I have three equations:
${m \choose 2} + nk = {x \choose 2}$
${n \choose 2} + mk = {y \choose 2}$
$x + y = m + n + k$
$m, n, k, x, y$ are natural numbers. I want to deduce from this 3 equations either $x = y$ or $m = n$. From where I got these equations makes me sure that this is only possible if $x = y$ and $m = n$. Just deducing either $x=y$ or $m=n$ is enough.
I can show that if I show that $x + y$ is not divisible by 3. So it will be enough if we can show that $x + y$ is not divisible by 3.
The first two equalities imply $x>m$ and $y>n$ so one can substitute $x=m+X$, $y=n+Y$ and $k=X+Y$, with still $X,Y \in \mathbb N$:
${X \choose 2}=nX+nY-mX\tag{1}$
${Y \choose 2}=mX+mY-nY\tag{2}$
From (1) follows: $\quad m=n+n\frac{Y}{X}-\frac{1}{X}{X \choose 2}$,
then eliminate $m$ from (2): $\quad {Y \choose 2}+{X \choose 2}+\frac{Y}{X}{X \choose 2}=nX+nY+n\frac{Y^2}{X}$,
and finally: $\quad 2n=X-\frac{X^2+2XY}{X^2+XY+Y^2}$.
Clearly $X-2n=\frac{X^2+2XY+0Y^2}{X^2+XY+Y^2}\in(0,2)$, but since it is an integer it can only be $1$.
This proves that $X=2n+1$ and by symmetry $Y=2m+1$. Substituting for $X$ and $Y$ in (1) or (2) finally yields $m=n$, so $X=Y$ and $x=y$.
Rewrite the system of equations.
$$\left\{\begin{aligned}&m(m-t)+2n(x+y-m-n)=x(x-t)\\&n(n-t)+2m(x+y-m-n)=y(y-t)\end{aligned}\right.$$
The solution of this system can be written as.
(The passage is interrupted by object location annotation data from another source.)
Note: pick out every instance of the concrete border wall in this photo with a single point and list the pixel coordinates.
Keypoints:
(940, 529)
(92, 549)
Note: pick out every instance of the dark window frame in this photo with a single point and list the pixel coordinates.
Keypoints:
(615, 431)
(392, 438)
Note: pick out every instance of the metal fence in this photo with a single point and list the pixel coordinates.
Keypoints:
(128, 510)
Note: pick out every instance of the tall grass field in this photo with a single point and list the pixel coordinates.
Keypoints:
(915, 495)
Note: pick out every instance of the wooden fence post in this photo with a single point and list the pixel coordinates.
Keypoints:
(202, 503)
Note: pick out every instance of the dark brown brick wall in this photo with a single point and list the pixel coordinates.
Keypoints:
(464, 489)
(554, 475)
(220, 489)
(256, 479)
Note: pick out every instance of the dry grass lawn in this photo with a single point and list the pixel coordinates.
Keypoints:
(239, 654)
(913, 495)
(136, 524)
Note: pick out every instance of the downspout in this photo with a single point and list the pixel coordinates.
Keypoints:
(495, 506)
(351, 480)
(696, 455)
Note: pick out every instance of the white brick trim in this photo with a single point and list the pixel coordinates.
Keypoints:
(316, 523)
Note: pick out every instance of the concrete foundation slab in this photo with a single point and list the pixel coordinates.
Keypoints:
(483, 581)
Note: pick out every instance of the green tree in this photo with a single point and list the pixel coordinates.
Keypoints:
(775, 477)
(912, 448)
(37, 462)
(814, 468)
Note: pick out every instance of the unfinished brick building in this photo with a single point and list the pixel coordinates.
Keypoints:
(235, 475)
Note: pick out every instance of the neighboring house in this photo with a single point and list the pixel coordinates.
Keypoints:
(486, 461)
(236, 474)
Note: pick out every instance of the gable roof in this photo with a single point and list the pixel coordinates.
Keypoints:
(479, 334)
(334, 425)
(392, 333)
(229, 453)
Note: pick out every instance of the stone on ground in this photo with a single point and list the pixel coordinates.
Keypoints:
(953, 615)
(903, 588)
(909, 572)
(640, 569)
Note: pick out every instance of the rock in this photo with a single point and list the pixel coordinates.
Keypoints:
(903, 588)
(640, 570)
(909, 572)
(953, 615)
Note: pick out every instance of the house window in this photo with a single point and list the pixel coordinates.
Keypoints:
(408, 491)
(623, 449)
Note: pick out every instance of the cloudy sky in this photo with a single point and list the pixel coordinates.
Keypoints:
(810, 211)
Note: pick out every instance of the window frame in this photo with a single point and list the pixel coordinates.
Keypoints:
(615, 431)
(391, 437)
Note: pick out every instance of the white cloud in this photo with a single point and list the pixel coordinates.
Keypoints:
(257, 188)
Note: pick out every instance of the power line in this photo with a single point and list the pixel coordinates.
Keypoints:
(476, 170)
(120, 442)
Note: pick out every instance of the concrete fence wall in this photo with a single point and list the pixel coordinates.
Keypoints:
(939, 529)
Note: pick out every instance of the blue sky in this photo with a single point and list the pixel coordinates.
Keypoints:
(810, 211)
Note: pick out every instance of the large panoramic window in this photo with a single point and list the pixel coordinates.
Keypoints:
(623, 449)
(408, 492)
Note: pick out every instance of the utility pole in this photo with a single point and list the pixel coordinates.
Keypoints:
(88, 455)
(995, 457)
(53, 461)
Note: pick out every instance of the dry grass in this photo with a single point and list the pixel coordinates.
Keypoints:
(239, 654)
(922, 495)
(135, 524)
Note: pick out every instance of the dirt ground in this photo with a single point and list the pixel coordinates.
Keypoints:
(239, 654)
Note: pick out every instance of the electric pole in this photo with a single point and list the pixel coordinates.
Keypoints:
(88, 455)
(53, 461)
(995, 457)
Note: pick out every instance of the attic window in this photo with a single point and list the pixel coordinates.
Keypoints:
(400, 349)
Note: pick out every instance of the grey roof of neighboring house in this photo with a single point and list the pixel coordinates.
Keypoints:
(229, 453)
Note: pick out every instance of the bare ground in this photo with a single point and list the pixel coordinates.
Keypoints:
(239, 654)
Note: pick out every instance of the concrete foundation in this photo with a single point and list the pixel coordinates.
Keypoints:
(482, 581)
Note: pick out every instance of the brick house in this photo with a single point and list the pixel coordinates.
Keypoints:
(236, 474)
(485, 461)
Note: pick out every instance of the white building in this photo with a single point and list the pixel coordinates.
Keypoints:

$$n=(-8a^3+12ba^2-6ab^2+2b^3)p+(4a^2-5ab+b^2)s$$
$$m=(8a^3+2ba^2-ab^2)p+(4a^2-5ab+b^2)s$$
$$t=(-8a^3+12ba^2-6ab^2+2b^3)p+(12a^2-6ab+3b^2)s$$
$$x=(10ba^2-5ab^2+4b^2)p-3(a-b)bs$$
$$y=(8a^3+8ba^2+2ab^2)p+3a(4a-b)s$$
And you can see that the linear Diophantine equation $t=1$ Has no solutions in integers.